What height does a frictionless playground slide need so that a 35 kg child reaches the bottom at a speed of 4.5 m/s?

If there is no external force, the sum of any system's initial kinetic and potential energy equals the sum of the system's ultimate kinetic and potential energy. It denotes that the total of kinetic and potential energy changes is zero.

$\Delta K+\Delta U=0$

we have $\Delta K$is the difference between kinetic energy and potential energy $\Delta U$is the difference between potential energy and actual energy.

By Diagram:

The sum of changes in kinetic and potential energy is 0 since no external effort is done on the system. Therefore,

$\Delta K+\Delta U=0$

We have $\Delta K$is the boy's kinetic energy changing and $\Delta U$is the boy's potential energy changing.

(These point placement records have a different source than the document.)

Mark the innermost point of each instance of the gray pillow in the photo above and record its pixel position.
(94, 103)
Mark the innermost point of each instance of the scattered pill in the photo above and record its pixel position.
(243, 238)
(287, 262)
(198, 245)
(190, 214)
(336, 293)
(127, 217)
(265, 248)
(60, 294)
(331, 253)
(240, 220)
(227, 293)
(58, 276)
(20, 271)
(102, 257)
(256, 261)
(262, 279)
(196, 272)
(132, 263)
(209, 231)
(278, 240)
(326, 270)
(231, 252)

The following is the equation for kinetic energy change:

$\Delta K=\frac{1}{2}m{v}_1^2-\frac{1}{2}m{v}_0^2$

we see$v_0$is the young boy initial speed,$v_1$is the boy's final speed as he reaches the ground

The following is the equation for the change in potential energy:

$\Delta U=mg{y}_1-mg{y}_0$

$=mg\left(y_1-y_0\right)$

we have $y_0$is the slide's height and$y_1$is the ground's elevation.

From,

$\Delta K+\Delta U=0$

as from above,

$\frac{1}{2}m{v}_1^2-\frac{1}{2}m{v}_0^2+mg\left(y_1-y_0\right)=0$

$v_0^2-v_1^2=-2g\left(y_0-y_1\right)$

$\left(y_0-y_1\right)=\frac{v_0^2-v_1^2}{-2g}$

Putting $0\mathrm{m}/\mathrm{s}$for $v_0,4.5\mathrm{m}/\mathrm{s}$for $v_1,9.8\mathrm{m}/{\mathrm{s}}^2$for $g$and $0\mathrm{m}$for $y_1$.

$y_0-0\mathrm{m}=\frac{(0\mathrm{m}/\mathrm{s}{)}^2-(4.5\mathrm{m}/\mathrm{s}{)}^2}{-2\left(9.8\mathrm{m}/{\mathrm{s}}^2\right)}$

$y_0=1\mathrm{m}$

As a result, the frictionless slide's height must be$1\mathrm{m}$.